L’obiettivo è trasformare lo scalo in un porto profondo, in grado di ospitare unità della Guardia Costiera, rompighiaccio pesanti e navi commerciali di grandi dimensioni, consolidando la capacità operativa americana in una regione divenuta ormai cruciale. Nome, situata a circa 160 chilometri dallo Stretto di Bering e poco sotto il Circolo Polare Artico, rappresenta una posizione strategica per le operazioni navali.
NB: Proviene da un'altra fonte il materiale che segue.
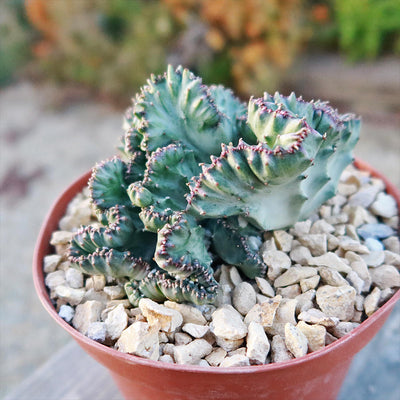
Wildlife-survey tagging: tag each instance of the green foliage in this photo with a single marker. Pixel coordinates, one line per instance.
(16, 37)
(107, 45)
(366, 26)
(202, 180)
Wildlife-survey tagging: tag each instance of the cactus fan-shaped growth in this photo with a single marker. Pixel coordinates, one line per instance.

Attualmente, però, il bacino offre un pescaggio limitato a 5,5 metri, insufficiente per la maggior parte delle imbarcazioni militari e mercantili.
Il progetto in corso prevede di portare la profondità a circa 12 metri, costruire nuove banchine e moli, e dotare così la costa occidentale dell’Alaska di un’infrastruttura capace di accogliere anche i futuri Polar Security Cutter. Una volta completata l’opera, gli Stati Uniti ridurranno la dipendenza dalla lontana base di Seattle, distante quasi 3.350 chilometri, guadagnando tempi di risposta molto più rapidi.
La prima fase dei lavori, finanziata attraverso l’Infrastructure Investment and Jobs Act del 2021, comprende la costruzione di una diga foranea lunga circa 365 metri e un nuovo ormeggio. In seguito, sarà la volta di interventi di dragaggio su larga scala, messi a gara separatamente, per completare l’espansione dello scalo.
Secondo il colonnello Jeffrey Palazzini, comandante del distretto Alaska dell’USACE, un porto più efficiente sarà essenziale non solo per la sicurezza nazionale, ma anche per la sostenibilità economica delle comunità locali, che spesso devono affrontare costi elevati e difficoltà logistiche legate all’isolamento della regione.
Il rafforzamento di Nome si inserisce in un quadro più ampio di strategie statunitensi sull’Artico. La modernizzazione delle infrastrutture portuali, l’acquisizione di nuovi rompighiaccio e il miglioramento delle capacità logistiche figurano tra le priorità fissate dal Congresso attraverso il National Defense Authorization Act. L’investimento, dunque, non riguarda esclusivamente la dimensione militare. Un porto profondo rappresenta anche un catalizzatore per lo shipping, in un contesto in cui lo scioglimento dei ghiacci sta estendendo progressivamente le stagioni navigabili e aprendo nuove opportunità per il trasporto marittimo di merci, energia e turismo.
Non mancano le criticità. Le operazioni di dragaggio e le nuove costruzioni rischiano di avere un impatto sugli ecosistemi marini e sulle attività tradizionali delle comunità indigene, che temono conseguenze per la pesca e per l’equilibrio ambientale. Anche la manutenzione a lungo termine pone sfide significative: mantenere la profondità del porto richiederà costanti interventi e ingenti risorse economiche.
L’espansione di Nome appare come una scommessa di lungo periodo. Da un lato è la risposta concreta degli Stati Uniti alla crescente concorrenza internazionale nell’Artico. Dall’altro, è un banco di prova per capire se sicurezza nazionale, esigenze economiche e tutela ambientale possano convivere in uno dei territori più delicati e vulnerabili del pianeta.